Menschliche Gehirnzellen leben auf einem Silizium-Chip und sind dort mit Elektroden verbunden.

Die nun verwendeten, neuen Chips seien hingegen viel stabiler und würden die Ladung aktiv ausgleichen. Im CL1-System werden die im Labor gezüchteten Gehirnzellen auf einem Elektroden-Array platziert, das aus Metall und Glas besteht. 59 Elektroden kommen auf einem Chip zum Einsatz, die dem Nutzer ermöglichen, das neuronale Netz zu kontrollieren. Das Ganze wird mit einer Software verbunden und läuft in Echtzeit.

Im länglichen Gehäuse des CL1 befindet sich zudem das Lebenserhaltungssystem für die Hirnzellen. Cortical Labs arbeitet an einem speziellen Rack, in dem 30 CL1 Platz haben. Das Ziel ist, dass in ein paar Monaten so der erste Server für ein biologisches, neuronales Netzwerk online gehen kann. Bis Ende des Jahres sollen 4 solche Server laufen, um Wetware-as-a-Service anzubieten.

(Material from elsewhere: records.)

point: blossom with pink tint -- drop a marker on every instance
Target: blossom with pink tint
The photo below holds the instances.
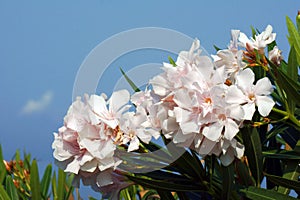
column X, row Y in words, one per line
column 135, row 127
column 275, row 55
column 245, row 93
column 260, row 41
column 117, row 103
column 231, row 58
column 81, row 145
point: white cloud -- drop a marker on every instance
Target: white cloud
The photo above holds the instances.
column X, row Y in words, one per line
column 33, row 106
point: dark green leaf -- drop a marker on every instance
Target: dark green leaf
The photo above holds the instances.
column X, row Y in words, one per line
column 151, row 194
column 291, row 172
column 281, row 154
column 291, row 184
column 3, row 193
column 228, row 178
column 54, row 186
column 294, row 37
column 164, row 185
column 45, row 183
column 253, row 151
column 10, row 188
column 165, row 195
column 2, row 167
column 131, row 83
column 61, row 184
column 292, row 72
column 264, row 194
column 35, row 181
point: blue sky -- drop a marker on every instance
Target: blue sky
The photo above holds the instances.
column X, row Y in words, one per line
column 43, row 43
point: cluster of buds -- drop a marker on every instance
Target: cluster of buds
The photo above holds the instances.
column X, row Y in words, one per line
column 20, row 175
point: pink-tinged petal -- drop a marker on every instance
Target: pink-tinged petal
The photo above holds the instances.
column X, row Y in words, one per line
column 249, row 110
column 160, row 85
column 227, row 158
column 263, row 87
column 134, row 144
column 206, row 147
column 239, row 150
column 236, row 112
column 117, row 100
column 106, row 163
column 264, row 104
column 244, row 40
column 245, row 79
column 213, row 132
column 231, row 129
column 234, row 95
column 104, row 178
column 97, row 104
column 73, row 166
column 90, row 166
column 182, row 99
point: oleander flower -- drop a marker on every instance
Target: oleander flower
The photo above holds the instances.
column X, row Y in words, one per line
column 78, row 146
column 231, row 58
column 260, row 41
column 248, row 95
column 275, row 55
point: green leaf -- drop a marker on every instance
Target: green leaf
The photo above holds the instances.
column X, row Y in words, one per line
column 61, row 184
column 165, row 195
column 34, row 181
column 294, row 37
column 149, row 194
column 228, row 178
column 172, row 62
column 165, row 185
column 291, row 172
column 292, row 72
column 131, row 83
column 281, row 154
column 2, row 167
column 45, row 183
column 291, row 184
column 243, row 175
column 54, row 186
column 10, row 188
column 3, row 193
column 253, row 151
column 291, row 87
column 264, row 194
column 69, row 186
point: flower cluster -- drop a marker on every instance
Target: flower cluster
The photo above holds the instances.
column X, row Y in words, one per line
column 196, row 102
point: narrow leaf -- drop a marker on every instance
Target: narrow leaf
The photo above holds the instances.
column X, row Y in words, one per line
column 3, row 193
column 253, row 151
column 10, row 188
column 294, row 37
column 264, row 194
column 34, row 181
column 228, row 178
column 45, row 183
column 291, row 184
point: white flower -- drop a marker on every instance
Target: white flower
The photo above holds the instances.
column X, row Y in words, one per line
column 275, row 56
column 260, row 41
column 79, row 146
column 135, row 126
column 249, row 95
column 117, row 105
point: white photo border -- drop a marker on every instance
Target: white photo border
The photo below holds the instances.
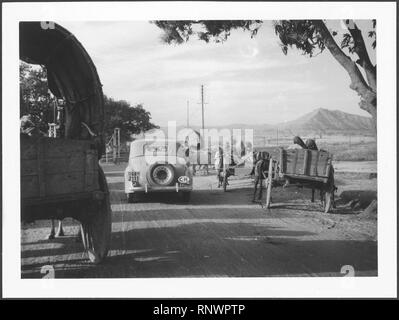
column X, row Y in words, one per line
column 384, row 285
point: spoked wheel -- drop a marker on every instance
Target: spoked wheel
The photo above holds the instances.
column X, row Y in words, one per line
column 329, row 195
column 269, row 183
column 96, row 232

Biocomputer ist kein Schnäppchen

Wer die Rechenleistung nicht mieten will, kann die Computer auch kaufen. Ein CL1-Biocomputer kostet 35.000 US-Dollar (rund 33.477 Euro) und benötigt 650 bis 1.000 Watt Strom. Die Computer arbeiten selbstständig, sind programmierbar und müssen nicht an andere Computer angeschlossen werden. Die Auslieferung der Geräte soll in der zweiten Jahreshälfte starten.

35.000 Dollar für einen Computer ist freilich kein Schnäppchen – Cortical Labs verspricht aber, dass man daran arbeite, die Kosten zu senken, damit der Preis keine so hohe Hürde mehr darstellt. Langfristig ist es das Ziel, die Biocomputer so vielen Forschern und Unternehmen wie möglich zur Verfügung zu stellen. Wie gut diese Biocomputer wirklich funktionieren, wird man erst erfahren, wenn unabhängige Wissenschafter und Institute damit zu arbeiten beginnen.